On Mon, Mar 18, 2013 at 11:13 AM, Vít Ondruch <vondruch@redhat.com> wrote:

You can use the same approach we used previously for other macros, e.g.

%{?!gem_install: %global %gem_install(d:n:) \
mkdir -p %{-d*}%{!?-d:.%{gem_dir}} \
\
CONFIGURE_ARGS="--with-cflags='%{optflags}' $CONFIGURE_ARGS" \\\
gem install \\\
        -V \\\
        --local \\\
        --install-dir %{-d*}%{!?-d:.%{gem_dir}} \\\
        --bindir .%{_bindir} \\\
        --force \\\
        --document=ri,rdoc \\\
        %{-n*}%{!?-n:%{gem_name}-%{version}.gem} \
%{nil}
}

Or some simplified version. Please note that I did not tested this macro, so I am pretty sure it does not work out of the box ;) Of course if you can express your voice in this ticket [3], that wold be best :)

That is ugly I must say. This might be better:

%if 0%{?fedora} > 18
%gem_install
%else
mkdir -p .%{gem_dir}
gem install --local --install-dir .%{gem_dir} \
            --force --rdoc %{gem_name}-%{version}.gem
%endif


And the best is to not share the .spec file.

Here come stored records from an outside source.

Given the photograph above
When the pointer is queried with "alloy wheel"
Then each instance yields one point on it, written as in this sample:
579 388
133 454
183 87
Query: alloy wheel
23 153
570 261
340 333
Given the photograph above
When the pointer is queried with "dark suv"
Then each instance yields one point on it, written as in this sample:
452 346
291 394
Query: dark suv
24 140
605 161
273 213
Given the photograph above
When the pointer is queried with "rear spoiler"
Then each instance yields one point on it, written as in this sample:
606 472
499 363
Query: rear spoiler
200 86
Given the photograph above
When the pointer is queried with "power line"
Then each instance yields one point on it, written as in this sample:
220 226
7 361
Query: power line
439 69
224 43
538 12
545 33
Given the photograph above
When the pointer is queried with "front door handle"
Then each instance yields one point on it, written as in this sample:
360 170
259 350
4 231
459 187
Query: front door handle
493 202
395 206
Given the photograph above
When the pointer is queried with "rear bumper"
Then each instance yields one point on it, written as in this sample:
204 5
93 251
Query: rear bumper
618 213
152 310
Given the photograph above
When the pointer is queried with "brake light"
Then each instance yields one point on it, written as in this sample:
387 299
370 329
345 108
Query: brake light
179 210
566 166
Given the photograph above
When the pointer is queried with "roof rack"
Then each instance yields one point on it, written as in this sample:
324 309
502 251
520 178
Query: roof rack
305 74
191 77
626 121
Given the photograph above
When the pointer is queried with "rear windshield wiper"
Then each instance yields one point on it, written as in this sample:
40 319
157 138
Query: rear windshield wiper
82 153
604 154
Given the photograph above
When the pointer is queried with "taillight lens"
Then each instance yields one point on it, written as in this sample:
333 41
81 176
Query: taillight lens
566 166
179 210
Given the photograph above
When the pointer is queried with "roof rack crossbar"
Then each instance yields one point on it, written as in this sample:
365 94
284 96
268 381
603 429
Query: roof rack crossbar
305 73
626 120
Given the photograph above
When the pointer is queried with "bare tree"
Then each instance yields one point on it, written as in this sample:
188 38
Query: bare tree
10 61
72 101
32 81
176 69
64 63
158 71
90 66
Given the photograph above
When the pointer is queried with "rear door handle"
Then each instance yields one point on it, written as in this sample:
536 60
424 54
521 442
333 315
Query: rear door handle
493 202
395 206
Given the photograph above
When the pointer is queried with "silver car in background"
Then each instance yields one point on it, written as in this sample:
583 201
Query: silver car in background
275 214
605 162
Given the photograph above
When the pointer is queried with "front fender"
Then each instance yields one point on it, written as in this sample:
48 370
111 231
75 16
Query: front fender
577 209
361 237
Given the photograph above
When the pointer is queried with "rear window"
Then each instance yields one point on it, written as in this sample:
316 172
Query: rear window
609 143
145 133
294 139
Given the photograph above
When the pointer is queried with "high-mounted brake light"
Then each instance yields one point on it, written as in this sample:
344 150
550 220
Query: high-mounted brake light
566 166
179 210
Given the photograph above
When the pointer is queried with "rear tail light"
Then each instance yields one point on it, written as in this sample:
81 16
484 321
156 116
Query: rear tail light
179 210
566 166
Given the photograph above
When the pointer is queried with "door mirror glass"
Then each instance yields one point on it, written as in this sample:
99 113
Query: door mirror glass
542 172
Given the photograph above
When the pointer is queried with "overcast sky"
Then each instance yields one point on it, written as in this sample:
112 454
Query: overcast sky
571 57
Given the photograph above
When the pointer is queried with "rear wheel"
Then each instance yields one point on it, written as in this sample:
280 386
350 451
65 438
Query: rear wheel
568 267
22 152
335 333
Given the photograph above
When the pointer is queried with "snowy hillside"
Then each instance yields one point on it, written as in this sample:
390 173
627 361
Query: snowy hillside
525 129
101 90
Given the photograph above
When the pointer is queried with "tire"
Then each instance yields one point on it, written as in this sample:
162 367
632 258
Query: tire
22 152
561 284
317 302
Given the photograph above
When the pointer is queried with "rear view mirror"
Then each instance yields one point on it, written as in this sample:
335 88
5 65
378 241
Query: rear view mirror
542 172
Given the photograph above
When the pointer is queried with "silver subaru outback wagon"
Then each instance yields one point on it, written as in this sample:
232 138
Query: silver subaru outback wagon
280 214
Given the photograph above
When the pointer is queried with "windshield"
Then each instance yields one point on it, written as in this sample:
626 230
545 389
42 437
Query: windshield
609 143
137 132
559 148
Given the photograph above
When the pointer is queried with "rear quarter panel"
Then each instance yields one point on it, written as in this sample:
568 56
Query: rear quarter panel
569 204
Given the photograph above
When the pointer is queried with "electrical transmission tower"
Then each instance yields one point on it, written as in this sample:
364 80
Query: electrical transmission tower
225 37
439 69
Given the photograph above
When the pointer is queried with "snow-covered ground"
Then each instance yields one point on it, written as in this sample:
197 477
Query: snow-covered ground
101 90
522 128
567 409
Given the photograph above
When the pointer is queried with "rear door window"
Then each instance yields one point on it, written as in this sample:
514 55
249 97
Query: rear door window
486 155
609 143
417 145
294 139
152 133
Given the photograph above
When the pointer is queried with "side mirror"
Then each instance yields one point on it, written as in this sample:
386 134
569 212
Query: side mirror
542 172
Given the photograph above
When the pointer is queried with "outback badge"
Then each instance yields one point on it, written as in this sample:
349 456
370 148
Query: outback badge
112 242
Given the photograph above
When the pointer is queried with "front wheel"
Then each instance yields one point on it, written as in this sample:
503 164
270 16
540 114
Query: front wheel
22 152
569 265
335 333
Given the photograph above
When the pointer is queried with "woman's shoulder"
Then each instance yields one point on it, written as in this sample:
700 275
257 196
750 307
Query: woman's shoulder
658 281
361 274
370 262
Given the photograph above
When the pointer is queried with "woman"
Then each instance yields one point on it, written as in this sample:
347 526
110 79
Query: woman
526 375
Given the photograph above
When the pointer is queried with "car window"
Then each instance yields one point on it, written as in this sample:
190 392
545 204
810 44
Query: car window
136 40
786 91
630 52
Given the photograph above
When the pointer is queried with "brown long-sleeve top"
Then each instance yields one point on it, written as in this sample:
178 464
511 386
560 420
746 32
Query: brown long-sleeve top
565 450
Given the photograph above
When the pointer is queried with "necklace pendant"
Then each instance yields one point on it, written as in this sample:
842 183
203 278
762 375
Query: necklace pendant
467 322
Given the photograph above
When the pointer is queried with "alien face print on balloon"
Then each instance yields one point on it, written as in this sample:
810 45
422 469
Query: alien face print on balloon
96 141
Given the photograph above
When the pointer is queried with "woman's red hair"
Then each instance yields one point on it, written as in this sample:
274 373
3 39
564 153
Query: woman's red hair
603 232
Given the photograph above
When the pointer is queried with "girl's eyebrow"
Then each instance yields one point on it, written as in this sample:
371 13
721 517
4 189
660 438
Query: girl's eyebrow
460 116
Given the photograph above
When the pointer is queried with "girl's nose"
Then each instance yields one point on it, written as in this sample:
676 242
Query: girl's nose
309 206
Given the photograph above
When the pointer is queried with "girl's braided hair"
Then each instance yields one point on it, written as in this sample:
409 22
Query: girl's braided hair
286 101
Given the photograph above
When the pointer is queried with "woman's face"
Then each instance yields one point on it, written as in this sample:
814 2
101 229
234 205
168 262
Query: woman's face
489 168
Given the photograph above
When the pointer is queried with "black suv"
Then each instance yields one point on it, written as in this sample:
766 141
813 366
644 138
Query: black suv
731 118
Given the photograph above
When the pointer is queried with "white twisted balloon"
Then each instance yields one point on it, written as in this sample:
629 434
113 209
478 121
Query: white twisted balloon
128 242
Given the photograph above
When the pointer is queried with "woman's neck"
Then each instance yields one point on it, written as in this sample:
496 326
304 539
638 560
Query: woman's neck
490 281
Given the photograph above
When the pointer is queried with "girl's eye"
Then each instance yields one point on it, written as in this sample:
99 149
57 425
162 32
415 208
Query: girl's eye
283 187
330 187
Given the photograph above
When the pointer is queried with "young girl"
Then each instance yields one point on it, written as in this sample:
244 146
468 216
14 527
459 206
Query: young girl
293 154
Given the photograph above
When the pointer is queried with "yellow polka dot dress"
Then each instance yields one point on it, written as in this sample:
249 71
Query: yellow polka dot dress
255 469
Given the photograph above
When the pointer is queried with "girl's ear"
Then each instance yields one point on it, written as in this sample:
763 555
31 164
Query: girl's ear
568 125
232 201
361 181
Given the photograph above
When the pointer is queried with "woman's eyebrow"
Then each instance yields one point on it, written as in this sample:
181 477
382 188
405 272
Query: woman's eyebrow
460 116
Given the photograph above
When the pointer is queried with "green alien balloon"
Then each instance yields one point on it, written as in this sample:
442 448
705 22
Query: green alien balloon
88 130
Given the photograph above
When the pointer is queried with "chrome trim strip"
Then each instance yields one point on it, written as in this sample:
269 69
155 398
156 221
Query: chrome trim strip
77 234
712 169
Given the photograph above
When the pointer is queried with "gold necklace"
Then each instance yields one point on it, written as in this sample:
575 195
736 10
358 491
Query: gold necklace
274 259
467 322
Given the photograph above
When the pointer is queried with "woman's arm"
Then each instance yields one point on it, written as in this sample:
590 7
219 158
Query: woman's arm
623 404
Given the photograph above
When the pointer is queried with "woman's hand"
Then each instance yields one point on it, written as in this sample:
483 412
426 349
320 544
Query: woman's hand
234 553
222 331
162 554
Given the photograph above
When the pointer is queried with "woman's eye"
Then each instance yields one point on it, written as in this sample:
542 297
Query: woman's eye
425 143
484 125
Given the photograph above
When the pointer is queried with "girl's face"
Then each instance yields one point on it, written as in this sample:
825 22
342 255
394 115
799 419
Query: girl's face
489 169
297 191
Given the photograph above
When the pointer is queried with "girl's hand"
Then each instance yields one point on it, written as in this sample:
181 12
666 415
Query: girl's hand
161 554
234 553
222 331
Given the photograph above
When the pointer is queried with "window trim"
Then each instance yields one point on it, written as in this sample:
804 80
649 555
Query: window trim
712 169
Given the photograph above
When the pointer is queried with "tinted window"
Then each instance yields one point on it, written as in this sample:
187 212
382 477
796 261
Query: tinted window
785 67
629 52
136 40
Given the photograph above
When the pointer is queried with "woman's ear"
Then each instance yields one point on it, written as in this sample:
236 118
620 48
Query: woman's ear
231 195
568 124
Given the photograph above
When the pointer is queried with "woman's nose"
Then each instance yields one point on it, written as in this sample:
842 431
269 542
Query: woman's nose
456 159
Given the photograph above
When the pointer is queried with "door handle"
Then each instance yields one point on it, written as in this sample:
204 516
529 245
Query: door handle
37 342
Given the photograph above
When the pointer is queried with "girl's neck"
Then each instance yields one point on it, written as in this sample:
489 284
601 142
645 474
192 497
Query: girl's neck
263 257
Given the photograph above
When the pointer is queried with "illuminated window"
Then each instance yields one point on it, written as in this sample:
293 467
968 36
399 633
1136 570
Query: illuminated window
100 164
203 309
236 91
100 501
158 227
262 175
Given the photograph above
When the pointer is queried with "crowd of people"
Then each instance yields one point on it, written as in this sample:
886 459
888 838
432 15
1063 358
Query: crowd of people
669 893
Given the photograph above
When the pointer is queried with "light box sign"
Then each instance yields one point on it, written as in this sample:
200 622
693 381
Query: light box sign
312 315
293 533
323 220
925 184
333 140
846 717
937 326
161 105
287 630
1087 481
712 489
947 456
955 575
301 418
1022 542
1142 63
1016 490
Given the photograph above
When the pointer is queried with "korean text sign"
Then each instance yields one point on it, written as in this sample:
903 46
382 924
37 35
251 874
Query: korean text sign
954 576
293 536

Honest question. Why is not sharing the .spec file the best option? I find that maintaining multiple versions of my spec files is a significant increase in workload and worries me that its more prone to errors of the typo variety.

Along those lines. If the same macros were available in epel is there any reason the same spec files wouldn't work everywhere? What I'm getting at is would be any value in creating a package that provided the same macros for older releases which could be included as a BuildRequires for older packages.  I'm just a bit worried about adding the header to my epel packages isn't really maintainable since I'd need to update every package using it if I discovered a bug or another reason it needed to be changed.